Watching and reading today's financial market reports of gyrating markets
and swooning prices can scare even the most determined investor. "Financial
Panics" have been around as long as there have been organized economies.
The terminology used to describe these periods of economic weakness and market
turmoil has changed over the years and helps us to understand the nature of the
economic cycle and policymakers' responses. Our current vocabulary vogue shows
the hopes of our time. "Soft Landing" and "slowdown" are
current in the halls of power. The not too hot and cold "Goldilocks
Economy" has powered the financial markets into their current frenzy. Did
anyone ever consider that a big bear scared poor Goldilocks out of her
post-porridge comfortable bed and made her run away in terror?

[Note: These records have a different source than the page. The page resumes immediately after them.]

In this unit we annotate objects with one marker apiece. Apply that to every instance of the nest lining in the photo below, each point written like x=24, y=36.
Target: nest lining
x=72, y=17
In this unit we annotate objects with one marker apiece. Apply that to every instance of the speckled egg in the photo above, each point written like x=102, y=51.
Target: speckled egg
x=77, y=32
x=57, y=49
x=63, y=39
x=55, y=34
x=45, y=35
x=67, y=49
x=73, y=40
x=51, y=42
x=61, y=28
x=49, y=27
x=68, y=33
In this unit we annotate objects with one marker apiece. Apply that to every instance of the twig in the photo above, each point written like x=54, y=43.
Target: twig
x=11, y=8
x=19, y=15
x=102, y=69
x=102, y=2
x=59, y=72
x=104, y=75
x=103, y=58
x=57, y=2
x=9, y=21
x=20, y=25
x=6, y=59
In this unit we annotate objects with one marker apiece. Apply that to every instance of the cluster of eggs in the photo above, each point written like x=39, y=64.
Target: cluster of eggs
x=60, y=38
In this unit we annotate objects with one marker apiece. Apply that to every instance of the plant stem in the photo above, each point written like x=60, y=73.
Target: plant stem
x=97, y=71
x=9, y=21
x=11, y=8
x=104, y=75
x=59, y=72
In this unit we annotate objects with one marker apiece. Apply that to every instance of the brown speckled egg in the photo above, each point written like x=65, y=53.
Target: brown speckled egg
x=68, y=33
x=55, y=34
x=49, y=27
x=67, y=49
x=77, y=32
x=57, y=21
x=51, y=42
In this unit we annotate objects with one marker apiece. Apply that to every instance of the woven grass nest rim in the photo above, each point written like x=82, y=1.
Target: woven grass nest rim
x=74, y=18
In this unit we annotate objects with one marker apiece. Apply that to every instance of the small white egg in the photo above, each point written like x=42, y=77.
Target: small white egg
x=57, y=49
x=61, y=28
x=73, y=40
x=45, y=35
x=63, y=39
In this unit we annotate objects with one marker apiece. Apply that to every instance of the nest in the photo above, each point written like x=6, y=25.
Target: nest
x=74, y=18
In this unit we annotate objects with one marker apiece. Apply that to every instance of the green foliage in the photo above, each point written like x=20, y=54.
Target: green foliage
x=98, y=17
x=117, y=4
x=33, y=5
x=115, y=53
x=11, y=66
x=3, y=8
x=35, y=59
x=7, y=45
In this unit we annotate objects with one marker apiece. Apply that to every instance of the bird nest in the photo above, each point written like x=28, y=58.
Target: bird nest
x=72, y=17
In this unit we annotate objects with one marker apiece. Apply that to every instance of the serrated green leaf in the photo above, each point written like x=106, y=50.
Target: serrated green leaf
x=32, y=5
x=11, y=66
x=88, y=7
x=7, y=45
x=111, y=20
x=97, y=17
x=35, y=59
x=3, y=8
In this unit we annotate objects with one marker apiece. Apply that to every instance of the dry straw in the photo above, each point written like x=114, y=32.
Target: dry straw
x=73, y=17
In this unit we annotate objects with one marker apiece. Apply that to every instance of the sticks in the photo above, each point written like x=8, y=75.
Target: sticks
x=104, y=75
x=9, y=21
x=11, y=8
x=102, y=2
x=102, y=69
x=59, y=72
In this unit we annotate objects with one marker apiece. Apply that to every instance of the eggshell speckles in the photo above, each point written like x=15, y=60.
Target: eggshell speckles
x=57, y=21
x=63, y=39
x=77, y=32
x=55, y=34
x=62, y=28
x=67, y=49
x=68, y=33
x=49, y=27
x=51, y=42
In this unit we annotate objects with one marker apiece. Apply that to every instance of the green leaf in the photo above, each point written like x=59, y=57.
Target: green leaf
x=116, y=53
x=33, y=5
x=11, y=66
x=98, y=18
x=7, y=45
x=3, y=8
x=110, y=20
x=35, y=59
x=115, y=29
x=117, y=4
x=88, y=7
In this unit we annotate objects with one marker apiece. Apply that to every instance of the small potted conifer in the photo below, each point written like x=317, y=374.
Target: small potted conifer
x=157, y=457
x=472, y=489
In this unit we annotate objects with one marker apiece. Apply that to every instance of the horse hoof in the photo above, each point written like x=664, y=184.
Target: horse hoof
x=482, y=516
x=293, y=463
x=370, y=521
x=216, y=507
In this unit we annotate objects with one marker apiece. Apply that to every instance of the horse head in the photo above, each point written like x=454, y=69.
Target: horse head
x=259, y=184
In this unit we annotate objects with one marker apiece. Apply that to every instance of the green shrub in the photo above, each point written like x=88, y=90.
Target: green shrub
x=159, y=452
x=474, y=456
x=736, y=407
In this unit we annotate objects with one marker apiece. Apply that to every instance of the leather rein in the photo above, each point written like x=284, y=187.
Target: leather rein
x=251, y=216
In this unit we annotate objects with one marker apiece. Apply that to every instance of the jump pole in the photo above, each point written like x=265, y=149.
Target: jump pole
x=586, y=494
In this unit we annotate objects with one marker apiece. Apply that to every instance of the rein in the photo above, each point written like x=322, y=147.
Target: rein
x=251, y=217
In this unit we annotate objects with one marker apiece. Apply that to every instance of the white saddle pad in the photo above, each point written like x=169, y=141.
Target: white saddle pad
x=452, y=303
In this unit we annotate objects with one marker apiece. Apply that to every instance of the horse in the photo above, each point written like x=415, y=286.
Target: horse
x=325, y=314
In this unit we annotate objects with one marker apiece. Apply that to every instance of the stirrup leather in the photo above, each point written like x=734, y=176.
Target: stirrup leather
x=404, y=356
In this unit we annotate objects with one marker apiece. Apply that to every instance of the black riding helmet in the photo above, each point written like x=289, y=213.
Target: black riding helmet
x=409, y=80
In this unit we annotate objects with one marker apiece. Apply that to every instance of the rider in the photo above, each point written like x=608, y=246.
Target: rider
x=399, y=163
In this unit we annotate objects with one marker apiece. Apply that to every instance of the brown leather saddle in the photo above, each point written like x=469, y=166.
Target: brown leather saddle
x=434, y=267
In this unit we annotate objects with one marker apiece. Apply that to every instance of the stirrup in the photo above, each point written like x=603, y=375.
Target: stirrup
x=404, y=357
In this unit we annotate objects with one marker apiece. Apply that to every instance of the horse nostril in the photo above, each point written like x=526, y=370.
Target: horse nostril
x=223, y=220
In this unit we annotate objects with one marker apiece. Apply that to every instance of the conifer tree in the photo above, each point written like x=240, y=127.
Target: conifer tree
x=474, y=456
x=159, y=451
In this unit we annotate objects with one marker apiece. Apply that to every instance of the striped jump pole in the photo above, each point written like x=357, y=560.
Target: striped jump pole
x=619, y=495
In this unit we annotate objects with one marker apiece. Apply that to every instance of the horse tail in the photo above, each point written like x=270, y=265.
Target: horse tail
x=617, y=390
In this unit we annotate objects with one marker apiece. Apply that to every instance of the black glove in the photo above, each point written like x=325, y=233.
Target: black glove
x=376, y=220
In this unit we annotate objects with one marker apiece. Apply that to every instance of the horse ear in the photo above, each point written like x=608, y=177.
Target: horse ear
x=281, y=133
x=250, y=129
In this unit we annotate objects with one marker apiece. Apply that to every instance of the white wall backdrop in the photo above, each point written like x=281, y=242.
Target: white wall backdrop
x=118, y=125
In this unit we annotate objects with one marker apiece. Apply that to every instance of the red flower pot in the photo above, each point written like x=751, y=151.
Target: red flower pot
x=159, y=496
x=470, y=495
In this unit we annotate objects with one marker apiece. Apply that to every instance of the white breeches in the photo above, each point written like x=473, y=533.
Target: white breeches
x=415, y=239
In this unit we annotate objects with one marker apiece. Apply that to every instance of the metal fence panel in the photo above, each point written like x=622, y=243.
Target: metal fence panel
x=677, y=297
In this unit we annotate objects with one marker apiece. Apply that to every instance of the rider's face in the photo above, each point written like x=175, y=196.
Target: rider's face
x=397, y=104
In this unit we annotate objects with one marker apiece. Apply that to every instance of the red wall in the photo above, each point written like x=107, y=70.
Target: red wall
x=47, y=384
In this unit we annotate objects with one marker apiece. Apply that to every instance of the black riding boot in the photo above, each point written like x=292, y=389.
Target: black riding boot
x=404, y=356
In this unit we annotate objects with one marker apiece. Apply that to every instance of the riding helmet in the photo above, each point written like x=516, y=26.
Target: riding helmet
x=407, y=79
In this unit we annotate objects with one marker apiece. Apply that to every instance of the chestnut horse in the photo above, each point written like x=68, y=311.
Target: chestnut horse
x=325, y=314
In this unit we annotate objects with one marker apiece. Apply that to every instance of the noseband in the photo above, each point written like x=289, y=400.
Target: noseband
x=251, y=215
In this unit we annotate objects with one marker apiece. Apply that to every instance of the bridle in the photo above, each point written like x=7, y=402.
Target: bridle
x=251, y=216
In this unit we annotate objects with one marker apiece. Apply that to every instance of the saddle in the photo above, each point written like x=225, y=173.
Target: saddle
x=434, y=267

Up to the early 20th century, economic setbacks were known as "financial
panics". Booms ended with people stretched. Without central bankers to
rescue them from their inevitable excesses, commercial banks failed. These
shocks spread. More banks failed. Bank shareholders lost all their assets, as
their personal wealth backed their bank. "Financial panic" ensued as
people strived to save themselves, usually beggaring their neighbour in the
process.
Ken Follet's recent novel, A Dangerous
Fortune, is an excellent read and a lesson in the financial state of
this period. Interestingly, it is said to be based on the near collapse of
Barings Bank in this period, when some of their South American financings went
sour. This is the same Barings Bank that recently had to be rescued from
collapse due to a rogue trader Nick Leeson's huge derivative bets.
In the newly industrialized Western world of the late 1800s, the regular
occurring "financial panics" reflected the "credit cycle".
The "credit cycle" occurred when strong money growth, credit creation
and economic activity were inevitably followed by the bankruptcy of financial
institutions as lowered credit standards and asset-based lending took their
toll.
When national governments banned commercial banks from issuing their own
banknotes and assumed the responsibility for money creation, the more gentle
term "depression" was applied to the inevitable economic setbacks.
This in part reflected the regulators' urge for more stable financial markets.
The speculative credit bubble of the 1920s was followed by the great stock
market collapse of 1929. The resulting severity of the Great Depression of the
1930s removed whatever enthusiasm that remained for the term "depression".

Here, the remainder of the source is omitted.